Explanation of Java character encoding problems (storing files in ANSI format)

Source: Internet
Author: User
Interpretation of coding problems:
Basic concepts:
1, ANSI coding methods, including GBK, GB2312
2, UTF-8 encoding mode iso-10646-1
3, IE browser normal (default) in the case only to resolve to the ANSI storage of Chinese, otherwise garbled. ANSI (GB2312) is the fastest way to parse more Web pages in Chinese.
4, if the use of FileWriter class output, using the encoding (UFT-8) (winxp,win7) output.
5, if the use of OutputStreamWriter ((new FileOutputStream (f)), "GB2312" way to force the output to ANSI encoding.
The following is the solution code for the Chinese garbled problem in HTML.
-----------------------------------------------------------------------------------------------
Explain:
The main difference between byte streams and characters is their way of handling
Byte throttling is the most basic, all inputstream and outputstream subclasses are mainly used in processing binary data, which is processed in bytes
But in fact many data is the text, also proposed the concept of the character stream, it is according to the virtual machine's encode to deal with, is to carry on the character set transformation
The two are associated through Inputstreamreader,outputstreamwriter, actually by byte[] and string.
The problems of Chinese characters in the actual development are actually caused by the transformation between the character stream and the word throttling.
When converting from byte to character stream, which is actually byte[] into a string,
public string (byte bytes[], string charsetname)
There is a key parameter character set encoding, which is usually omitted, and the system uses the OS Lang
When a character is converted to a byte stream, it is actually a string that converts to byte[]
Byte[] String.getbytes (String charsetname)
It's the same thing.
As for the java.io, there are many other flows, which are mainly designed to improve performance and ease of use,
such as Bufferedinputstream,pipedinputstream, etc.
------------------------------------------------------------------------------------------------
Import Java.io.File;
Import Java.io.FileOutputStream;
Import Java.io.OutputStreamWriter;


public class Charsettest {//forced to store files in ANSI mode
public static void Main (string[] args) throws Exception {
File F=new file ("c:\\f1.html");
String str= "OutputStreamWriter osw=new OutputStreamWriter (new FileOutputStream (f)), "GB2312");
OutputStreamWriter is the bridge of character flow to byte stream
FileOutputStream this abstract class is a superclass of all classes that represent the output byte stream.
The output stream accepts output bytes and sends those bytes to a sink.
Osw.write (str);
Osw.flush ();
Osw.close ();
}
}

Contact Us

The content source of this page is from Internet, which doesn't represent Alibaba Cloud's opinion; products and services mentioned on that page don't have any relationship with Alibaba Cloud. If the content of the page makes you feel confusing, please write us an email, we will handle the problem within 5 days after receiving your email.
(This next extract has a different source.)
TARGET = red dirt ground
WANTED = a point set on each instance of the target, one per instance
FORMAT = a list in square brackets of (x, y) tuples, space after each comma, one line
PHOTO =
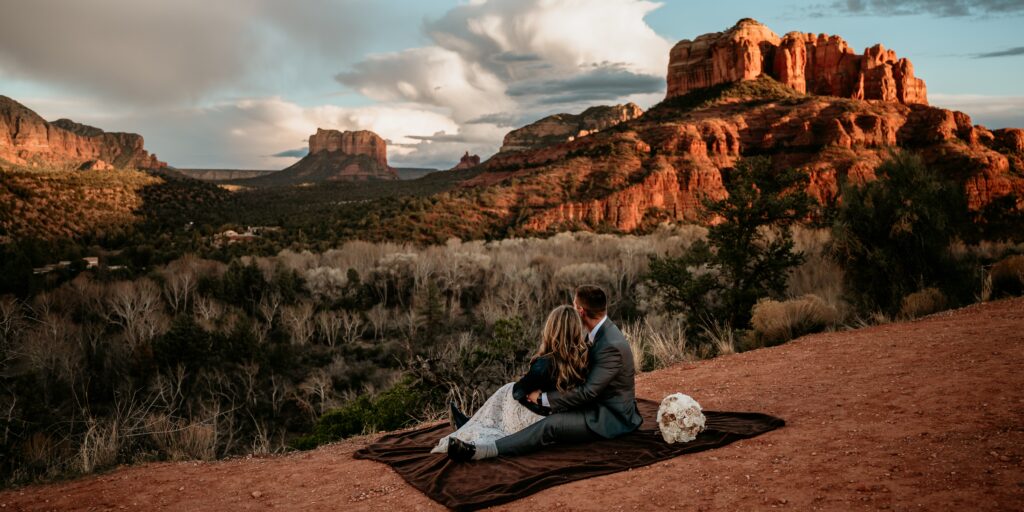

If you find any instances of plagiarism from the community, please send an email to: info-contact@alibabacloud.com and provide relevant evidence. A staff member will contact you within 5 working days.

A Free Trial That Lets You Build Big!

Start building with 50+ products and up to 12 months usage for Elastic Compute Service

  • Sales Support

    1 on 1 presale consultation

  • After-Sales Support

    24/7 Technical Support 6 Free Tickets per Quarter Faster Response

  • Alibaba Cloud offers highly flexible support services tailored to meet your exact needs.